Orgullo de Valientes es una exposición que trata la historia de personas refugiadas, obligadas a huir de sus países de origen por pertenecer al colectivo LGTBI. Organizada por La Merced Migraciones, el fotógrafo Cheché Díaz denuncia así situaciones reales mediante fotografías y testimonios de personas exiliadas en España. Cuenta que no fue difícil, simplemente dejó que ellos se expresaran.

Un pequeño extracto

La historia sobre Manuel; Venezolano que se vio obligado a buscar una salida a la vida de represión que vivía. Manuel pertenece a un partido de oposición y cuenta el “uso desproporcionado de la fuerza” que utilizaban contra ellos en las manifestaciones.

“Cuando presenté mi solicitud de asilo, una de las fotografías que presenté fueron del momento en que no podía soportar más los efectos del gas y estaba entrando a mi casa, y mi familia me tomó ese momento para llevarle al mundo la dura realidad de la represión en Venezuela. Represión que toma aún fuerzas mayores si conocen los dictadores que eres gay; he tenido incluso compañeros hasta más de 2 años en prisión sólo por manifestarse, sin haber tenido nunca ni audiencia de presentación o un merecido juicio o nada por el estilo.

En mi caso en particular, nunca fui detenido y logre salir a tiempo del país huyendo y ahora estoy aquí; como refugiado en España.”

Fuente: gaypoint.es

Como él, miles de personas. Fabiana, que también lucha por los derechos LGTBI, denuncia el acoso al que se ven sometidas las personas trans.

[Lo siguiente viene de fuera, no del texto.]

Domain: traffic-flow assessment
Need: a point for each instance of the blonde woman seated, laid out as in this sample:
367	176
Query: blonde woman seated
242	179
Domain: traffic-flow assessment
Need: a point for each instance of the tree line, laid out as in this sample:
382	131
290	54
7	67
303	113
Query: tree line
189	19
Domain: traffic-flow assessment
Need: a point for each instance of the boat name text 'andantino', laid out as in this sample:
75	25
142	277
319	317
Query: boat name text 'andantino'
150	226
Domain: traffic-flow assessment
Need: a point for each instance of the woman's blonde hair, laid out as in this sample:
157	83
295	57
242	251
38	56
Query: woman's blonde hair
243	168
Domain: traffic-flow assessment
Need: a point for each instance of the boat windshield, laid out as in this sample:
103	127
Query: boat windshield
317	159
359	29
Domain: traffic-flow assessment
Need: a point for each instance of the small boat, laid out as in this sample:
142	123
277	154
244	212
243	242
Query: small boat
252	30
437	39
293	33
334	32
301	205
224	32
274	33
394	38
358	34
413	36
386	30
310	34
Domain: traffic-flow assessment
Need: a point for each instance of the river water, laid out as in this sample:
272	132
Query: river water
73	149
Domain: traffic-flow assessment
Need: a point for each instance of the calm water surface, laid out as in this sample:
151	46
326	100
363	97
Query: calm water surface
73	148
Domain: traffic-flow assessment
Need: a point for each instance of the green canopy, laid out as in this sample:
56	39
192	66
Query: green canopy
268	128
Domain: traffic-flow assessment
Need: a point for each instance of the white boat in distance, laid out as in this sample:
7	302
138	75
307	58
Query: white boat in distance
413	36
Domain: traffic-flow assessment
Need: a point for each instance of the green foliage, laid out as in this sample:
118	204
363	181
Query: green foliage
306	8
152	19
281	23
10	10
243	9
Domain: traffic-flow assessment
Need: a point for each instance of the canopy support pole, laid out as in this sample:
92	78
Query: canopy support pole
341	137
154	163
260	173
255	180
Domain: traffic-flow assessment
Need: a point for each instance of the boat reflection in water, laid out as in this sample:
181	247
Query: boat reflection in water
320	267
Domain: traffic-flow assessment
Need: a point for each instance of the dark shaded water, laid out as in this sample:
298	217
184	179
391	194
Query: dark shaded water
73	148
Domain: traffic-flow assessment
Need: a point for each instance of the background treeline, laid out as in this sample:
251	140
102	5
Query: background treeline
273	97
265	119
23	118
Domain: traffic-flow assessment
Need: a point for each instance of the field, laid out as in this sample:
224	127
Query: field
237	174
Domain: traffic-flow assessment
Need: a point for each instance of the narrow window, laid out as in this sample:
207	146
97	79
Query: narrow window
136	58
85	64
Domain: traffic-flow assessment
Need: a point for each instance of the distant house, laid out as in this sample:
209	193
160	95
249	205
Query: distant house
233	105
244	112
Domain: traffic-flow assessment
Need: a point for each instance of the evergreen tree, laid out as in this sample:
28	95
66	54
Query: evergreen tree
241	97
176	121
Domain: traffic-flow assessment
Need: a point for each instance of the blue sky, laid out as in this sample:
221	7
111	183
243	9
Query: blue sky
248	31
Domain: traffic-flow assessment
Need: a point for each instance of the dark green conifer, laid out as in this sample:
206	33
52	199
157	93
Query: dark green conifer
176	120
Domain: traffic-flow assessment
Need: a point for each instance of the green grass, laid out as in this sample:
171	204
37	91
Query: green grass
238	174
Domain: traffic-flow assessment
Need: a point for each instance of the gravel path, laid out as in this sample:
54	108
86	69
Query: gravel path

Es de México, pero desde 2016 no ha vuelto a su país.

“Cuando estaba en España de vacaciones entraron dos veces en mi casa, registraron y destrozaron todo. En ese momento mi familia me dijo que no regresara porque tenían miedo que pudieran hacerme algo. Porque así se trabaja en México, se elimina a los líderes de los movimientos para infundir el miedo y que los demás no se manifiesten”.

Si para un refugiado ya es difícil integrarse en un país y cultura diferente a la tuya, más lo es para alguien refugiado LGTBI. El colectivo todavía es perseguido, en alrededor de 70 países es ilegal e incluso tiene pena de muerte. Se enfrentan a discriminaciones de todo tipo, en el trabajo, en la familia; se les niegan derechos como el de reunión o expresión.

En La Merced Migraciones decidieron crear un proyecto para apoyar y ayudar a estas personas en la integración de una nueva sociedad. Les ofrecen información, ya que muchos no saben que en España (aunque la situación podría estar mejor) cuentan con unos derechos y pueden expresarse.